ÜMİTLER YAŞATIRLAR.
Ümitlerin varlığı, gönüllerin hükümranlığı, eritir demirden duvarları.
Ümitlerin en güzeli sevgiden alır temeli. Sağlamsa temeli fetheder gönülleri.
Yıllara meydan okuyan yaşam, koparırken yavaş, yavaş bizlerden bir şeyleri.
Tutunduğumuz dallara nisbet en güzel ümitleri, yine filizlendiren sevgi tohumları.
Saçıldığı yerde yeşerip, yine bizi bulacağını biliriz.
Ümitlerin içerisinde büyüttüğümüz filizlerin, çiçek açtığını görmek.
Ömrümüzün baharında esen yellleri, bir kez daha bitmeyen hayalleri, canlandırır.
Yaşama tutunur, tutundukça dalların, aslında ümitlerin yetiştirdiği fidanlar olduğunu geçte olsa anlarız.
Fidanlar boy attığında, asırlık ağaçların arasında yerini aldığında.
Belkide bizler o zamanlarda aralarında olamadığımızda.
Kimbilir ne şimşekler çakacakta, aydınlanan ışığında nice ümitlere daha kucak açacak.
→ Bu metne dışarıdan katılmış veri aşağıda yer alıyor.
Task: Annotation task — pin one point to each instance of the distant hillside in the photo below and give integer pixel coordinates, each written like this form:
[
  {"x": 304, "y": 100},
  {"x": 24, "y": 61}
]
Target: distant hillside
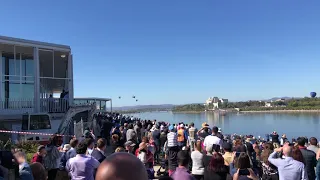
[
  {"x": 145, "y": 107},
  {"x": 285, "y": 98}
]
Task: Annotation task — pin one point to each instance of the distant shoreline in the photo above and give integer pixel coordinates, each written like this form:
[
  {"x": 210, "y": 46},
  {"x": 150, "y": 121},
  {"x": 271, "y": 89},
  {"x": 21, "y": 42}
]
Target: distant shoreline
[{"x": 282, "y": 111}]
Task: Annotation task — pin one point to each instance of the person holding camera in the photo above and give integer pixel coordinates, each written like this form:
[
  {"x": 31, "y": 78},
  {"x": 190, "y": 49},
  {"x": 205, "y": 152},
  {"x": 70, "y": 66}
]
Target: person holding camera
[{"x": 288, "y": 168}]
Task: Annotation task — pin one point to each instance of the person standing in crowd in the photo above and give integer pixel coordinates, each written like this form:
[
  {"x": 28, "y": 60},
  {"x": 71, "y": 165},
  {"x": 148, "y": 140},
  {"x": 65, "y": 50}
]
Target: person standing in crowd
[
  {"x": 122, "y": 166},
  {"x": 72, "y": 152},
  {"x": 129, "y": 145},
  {"x": 90, "y": 144},
  {"x": 99, "y": 152},
  {"x": 309, "y": 158},
  {"x": 82, "y": 166},
  {"x": 163, "y": 139},
  {"x": 227, "y": 156},
  {"x": 182, "y": 172},
  {"x": 52, "y": 159},
  {"x": 173, "y": 149},
  {"x": 288, "y": 168},
  {"x": 63, "y": 160},
  {"x": 156, "y": 138},
  {"x": 182, "y": 137},
  {"x": 106, "y": 130},
  {"x": 216, "y": 170},
  {"x": 283, "y": 140},
  {"x": 313, "y": 145},
  {"x": 204, "y": 131},
  {"x": 197, "y": 162},
  {"x": 131, "y": 134},
  {"x": 275, "y": 139},
  {"x": 192, "y": 137},
  {"x": 41, "y": 153},
  {"x": 269, "y": 171},
  {"x": 214, "y": 141},
  {"x": 38, "y": 171},
  {"x": 25, "y": 172}
]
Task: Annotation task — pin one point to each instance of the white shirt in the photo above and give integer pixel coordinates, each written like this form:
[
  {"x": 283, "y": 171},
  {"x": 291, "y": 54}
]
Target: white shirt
[{"x": 211, "y": 140}]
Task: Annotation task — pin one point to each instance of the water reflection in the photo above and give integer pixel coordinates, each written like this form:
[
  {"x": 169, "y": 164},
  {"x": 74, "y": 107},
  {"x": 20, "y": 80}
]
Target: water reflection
[{"x": 292, "y": 124}]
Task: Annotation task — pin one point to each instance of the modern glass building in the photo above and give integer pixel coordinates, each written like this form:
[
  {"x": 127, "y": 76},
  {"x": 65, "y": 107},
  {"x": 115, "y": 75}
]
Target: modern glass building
[{"x": 33, "y": 76}]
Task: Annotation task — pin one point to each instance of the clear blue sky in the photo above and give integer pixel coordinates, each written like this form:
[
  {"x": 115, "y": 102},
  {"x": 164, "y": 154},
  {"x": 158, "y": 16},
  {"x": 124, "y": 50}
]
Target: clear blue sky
[{"x": 178, "y": 51}]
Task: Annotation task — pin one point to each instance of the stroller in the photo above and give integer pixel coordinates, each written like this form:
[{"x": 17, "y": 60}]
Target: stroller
[{"x": 163, "y": 166}]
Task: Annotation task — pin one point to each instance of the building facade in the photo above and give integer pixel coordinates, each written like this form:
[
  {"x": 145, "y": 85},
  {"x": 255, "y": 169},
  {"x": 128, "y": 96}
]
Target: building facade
[{"x": 34, "y": 75}]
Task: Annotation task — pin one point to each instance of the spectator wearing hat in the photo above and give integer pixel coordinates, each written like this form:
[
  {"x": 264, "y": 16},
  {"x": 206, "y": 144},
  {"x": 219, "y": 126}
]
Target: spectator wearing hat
[
  {"x": 38, "y": 157},
  {"x": 172, "y": 150}
]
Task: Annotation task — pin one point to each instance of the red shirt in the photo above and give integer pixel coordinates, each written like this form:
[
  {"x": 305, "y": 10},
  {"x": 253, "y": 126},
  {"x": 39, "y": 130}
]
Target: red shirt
[{"x": 37, "y": 158}]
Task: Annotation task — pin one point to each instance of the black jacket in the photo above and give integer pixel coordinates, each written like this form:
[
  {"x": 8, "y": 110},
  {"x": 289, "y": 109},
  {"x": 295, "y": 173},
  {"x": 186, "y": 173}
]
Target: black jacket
[
  {"x": 311, "y": 162},
  {"x": 98, "y": 155}
]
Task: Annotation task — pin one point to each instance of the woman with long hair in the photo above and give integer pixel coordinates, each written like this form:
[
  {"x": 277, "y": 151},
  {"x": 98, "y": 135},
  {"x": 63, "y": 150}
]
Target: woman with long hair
[
  {"x": 241, "y": 167},
  {"x": 297, "y": 155},
  {"x": 216, "y": 170},
  {"x": 197, "y": 162},
  {"x": 269, "y": 171}
]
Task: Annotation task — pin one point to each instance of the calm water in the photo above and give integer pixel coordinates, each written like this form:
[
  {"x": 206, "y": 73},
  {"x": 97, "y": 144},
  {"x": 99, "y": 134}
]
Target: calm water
[{"x": 291, "y": 124}]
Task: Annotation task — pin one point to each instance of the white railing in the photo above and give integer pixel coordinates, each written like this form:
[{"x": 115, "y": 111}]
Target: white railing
[
  {"x": 16, "y": 105},
  {"x": 54, "y": 105},
  {"x": 48, "y": 105}
]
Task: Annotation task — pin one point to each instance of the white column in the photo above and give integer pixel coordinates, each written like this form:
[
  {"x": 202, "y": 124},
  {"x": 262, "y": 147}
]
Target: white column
[
  {"x": 36, "y": 80},
  {"x": 1, "y": 78},
  {"x": 70, "y": 76}
]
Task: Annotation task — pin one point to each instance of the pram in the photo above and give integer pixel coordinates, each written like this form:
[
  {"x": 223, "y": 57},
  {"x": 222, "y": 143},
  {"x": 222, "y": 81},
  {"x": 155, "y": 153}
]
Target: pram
[{"x": 163, "y": 166}]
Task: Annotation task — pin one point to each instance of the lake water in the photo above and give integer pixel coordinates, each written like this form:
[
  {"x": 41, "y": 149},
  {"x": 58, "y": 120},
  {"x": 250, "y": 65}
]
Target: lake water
[{"x": 291, "y": 124}]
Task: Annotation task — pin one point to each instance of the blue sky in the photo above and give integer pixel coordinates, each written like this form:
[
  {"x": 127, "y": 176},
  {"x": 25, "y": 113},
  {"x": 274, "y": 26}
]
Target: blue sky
[{"x": 179, "y": 51}]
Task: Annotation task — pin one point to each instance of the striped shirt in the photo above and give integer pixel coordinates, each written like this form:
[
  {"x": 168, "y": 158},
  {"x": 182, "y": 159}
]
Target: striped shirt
[{"x": 172, "y": 139}]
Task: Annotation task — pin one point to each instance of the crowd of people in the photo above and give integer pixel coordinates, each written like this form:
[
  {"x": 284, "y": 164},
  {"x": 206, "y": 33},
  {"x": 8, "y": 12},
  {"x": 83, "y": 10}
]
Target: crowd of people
[{"x": 130, "y": 148}]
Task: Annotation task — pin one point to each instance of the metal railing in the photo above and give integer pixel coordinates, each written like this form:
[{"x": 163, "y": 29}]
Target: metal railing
[
  {"x": 54, "y": 105},
  {"x": 16, "y": 105},
  {"x": 48, "y": 105}
]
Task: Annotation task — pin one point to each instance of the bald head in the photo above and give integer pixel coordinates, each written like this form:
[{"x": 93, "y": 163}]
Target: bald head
[
  {"x": 287, "y": 150},
  {"x": 121, "y": 166}
]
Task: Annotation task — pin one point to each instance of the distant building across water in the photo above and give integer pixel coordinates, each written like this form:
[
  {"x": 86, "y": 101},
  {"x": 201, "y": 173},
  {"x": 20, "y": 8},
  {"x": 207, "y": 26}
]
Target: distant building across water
[{"x": 213, "y": 102}]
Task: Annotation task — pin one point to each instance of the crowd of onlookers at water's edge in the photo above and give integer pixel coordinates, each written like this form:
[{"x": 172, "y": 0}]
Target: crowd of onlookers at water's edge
[{"x": 135, "y": 149}]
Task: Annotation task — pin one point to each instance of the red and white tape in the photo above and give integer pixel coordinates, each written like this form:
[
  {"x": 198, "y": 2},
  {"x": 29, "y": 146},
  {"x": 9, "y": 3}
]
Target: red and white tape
[{"x": 33, "y": 133}]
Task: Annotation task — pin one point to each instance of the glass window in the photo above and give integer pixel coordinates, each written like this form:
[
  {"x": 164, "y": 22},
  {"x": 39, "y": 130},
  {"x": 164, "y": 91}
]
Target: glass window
[
  {"x": 39, "y": 122},
  {"x": 14, "y": 90},
  {"x": 25, "y": 122},
  {"x": 27, "y": 90},
  {"x": 46, "y": 63},
  {"x": 60, "y": 64}
]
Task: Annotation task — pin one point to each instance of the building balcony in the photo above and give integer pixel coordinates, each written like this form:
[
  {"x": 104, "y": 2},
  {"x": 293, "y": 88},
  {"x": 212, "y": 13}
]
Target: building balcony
[{"x": 49, "y": 105}]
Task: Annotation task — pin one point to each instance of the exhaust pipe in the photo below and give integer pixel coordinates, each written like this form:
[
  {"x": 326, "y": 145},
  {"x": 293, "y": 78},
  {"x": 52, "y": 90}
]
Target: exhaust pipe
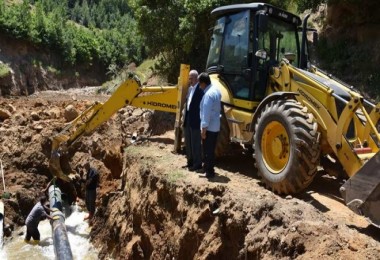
[{"x": 61, "y": 243}]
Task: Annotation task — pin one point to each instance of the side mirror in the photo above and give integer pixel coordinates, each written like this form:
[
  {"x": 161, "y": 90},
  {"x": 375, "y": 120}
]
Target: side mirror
[
  {"x": 261, "y": 54},
  {"x": 263, "y": 22}
]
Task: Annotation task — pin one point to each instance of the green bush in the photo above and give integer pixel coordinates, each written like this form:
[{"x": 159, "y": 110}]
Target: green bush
[{"x": 5, "y": 70}]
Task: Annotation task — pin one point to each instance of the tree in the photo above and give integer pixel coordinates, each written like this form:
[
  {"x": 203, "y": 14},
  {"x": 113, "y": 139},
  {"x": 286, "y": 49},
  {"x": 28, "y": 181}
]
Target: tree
[{"x": 178, "y": 31}]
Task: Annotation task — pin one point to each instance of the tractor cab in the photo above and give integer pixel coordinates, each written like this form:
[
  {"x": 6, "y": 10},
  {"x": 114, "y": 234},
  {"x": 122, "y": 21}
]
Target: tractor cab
[{"x": 247, "y": 40}]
Memleketim diye şiir yazan şairin duygularını irdelediğimizde;
İçerisinde yaşattığı anları, zamanları, kavramları.
Ümitle bezediği, hayalle süslediği, gönlünü mest ettiği, ferahlığında kendini serinlettiği.
Hazlarını en derinden hissettiğinide anlamak gerek.
Anlamak yine boşlukta kendini rüzgara kaptırmış bir yaprak kümesi içerisinde.
Yavaş, yavaş, süzülerek, konacak bir yer bakmak gibi.
Anlamak, içinde sakladığı hisleri duyguları bir arının peteğine bal olarak akıttığı gibi akıtmak.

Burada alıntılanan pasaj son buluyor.